Owl says: East Devon really does seem to be a very complicated place to do business!
“Flybe’s biggest shareholder has launched a stunning attack on its directors, accusing them of breaching their duties to investors and threatening a legal challenge to the cut-price takeover of one of Britain’s best-known airlines.
Sky News has learnt that Hosking Partners, a prominent London-based asset manager which holds a stake of close to 19% in Flybe, has instructed lawyers to explore its options in relation to the company’s proposed sale to a consortium led by Virgin Atlantic Airways.
These options could include attempting to obtain an injunction prohibiting the deal from being completed, Hosking Partners is understood to have warned Flybe’s bosses this week.
The initial 1p-a-share deal, announced eight days ago, came at a huge discount to the airline’s prevailing share price and underscored its industry’s profound financial challenges.
In a letter to the directors of Flybe, details of which have been relayed to Sky News, Hosking Partners is understood to have expressed concern that they had allowed a false market in the company’s shares to develop by failing to update the City on its financial position in a timely fashion.
The fund manager, a long-standing shareholder in Flybe, is understood to have copied its letter to City watchdogs including the Takeover Panel, which polices mergers and acquisitions activity, and the Financial Conduct Authority.
Hosking Partners is said to have raised doubts as to whether the £2.2m offer reflected the intrinsic value of Flybe, and alleged that the handling of its proposed sale had blocked a rival offer from emerging at a higher price.
Flybe’s fate took a further twist this week when it said that its sale to Connect Airways – a consortium comprising Virgin Atlantic, Stobart Group and Cyrus Capital Partners, an investment fund with links to the other two parties – would be restructured.
Instead of simply comprising a conventional offer for the shares, Flybe’s trading assets would be sold next month to Connect Airways for £2.8m, leaving the holding company as a shell for which the consortium would continue to pay a nominal sum.
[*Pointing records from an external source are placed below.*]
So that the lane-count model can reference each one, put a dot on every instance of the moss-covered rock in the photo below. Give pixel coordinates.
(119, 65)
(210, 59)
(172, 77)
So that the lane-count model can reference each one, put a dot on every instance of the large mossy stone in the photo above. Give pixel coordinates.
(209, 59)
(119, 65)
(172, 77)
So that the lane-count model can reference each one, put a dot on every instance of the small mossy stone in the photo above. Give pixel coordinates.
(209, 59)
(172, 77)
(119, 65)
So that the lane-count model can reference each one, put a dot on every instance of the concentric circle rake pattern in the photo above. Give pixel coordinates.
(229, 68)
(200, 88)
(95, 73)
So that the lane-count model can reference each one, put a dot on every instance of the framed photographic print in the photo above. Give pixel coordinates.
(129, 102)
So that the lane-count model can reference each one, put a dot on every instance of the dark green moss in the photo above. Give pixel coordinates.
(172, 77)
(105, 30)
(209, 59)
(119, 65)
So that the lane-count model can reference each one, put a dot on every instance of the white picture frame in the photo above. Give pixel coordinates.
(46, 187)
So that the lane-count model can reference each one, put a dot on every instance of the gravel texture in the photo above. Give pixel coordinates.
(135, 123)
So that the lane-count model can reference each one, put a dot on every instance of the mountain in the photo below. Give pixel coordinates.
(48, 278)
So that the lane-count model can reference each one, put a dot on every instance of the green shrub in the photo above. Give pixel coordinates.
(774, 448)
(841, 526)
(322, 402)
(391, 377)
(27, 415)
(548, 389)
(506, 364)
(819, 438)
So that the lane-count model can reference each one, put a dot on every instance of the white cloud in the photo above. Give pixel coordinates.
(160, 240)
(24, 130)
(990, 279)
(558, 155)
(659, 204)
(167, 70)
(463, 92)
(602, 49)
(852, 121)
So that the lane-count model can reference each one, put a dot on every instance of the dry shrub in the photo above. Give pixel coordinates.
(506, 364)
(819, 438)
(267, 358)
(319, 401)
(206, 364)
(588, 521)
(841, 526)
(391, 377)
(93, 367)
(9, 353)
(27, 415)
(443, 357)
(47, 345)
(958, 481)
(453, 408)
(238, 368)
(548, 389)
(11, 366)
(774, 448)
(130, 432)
Flybe said this change had been necessitated by its urgent need for liquidity – a claim challenged by Hosking Partners because of the company’s cash balance and ability to raise funds from the sale of assets such as its take-off and landing slots at London Gatwick Airport.
In a statement to the market on Tuesday, Flybe said it had had no alternative but to agree to the revisions because unspecified conditions attached to a bridging loan had not been met.
Hosking and other shareholders are said to be furious about the restructuring of the takeover because Flybe’s recent switch from a premium to a standard listing on the London market meant investor approval was now only required for the holding company bid, not the sale of the airline’s assets.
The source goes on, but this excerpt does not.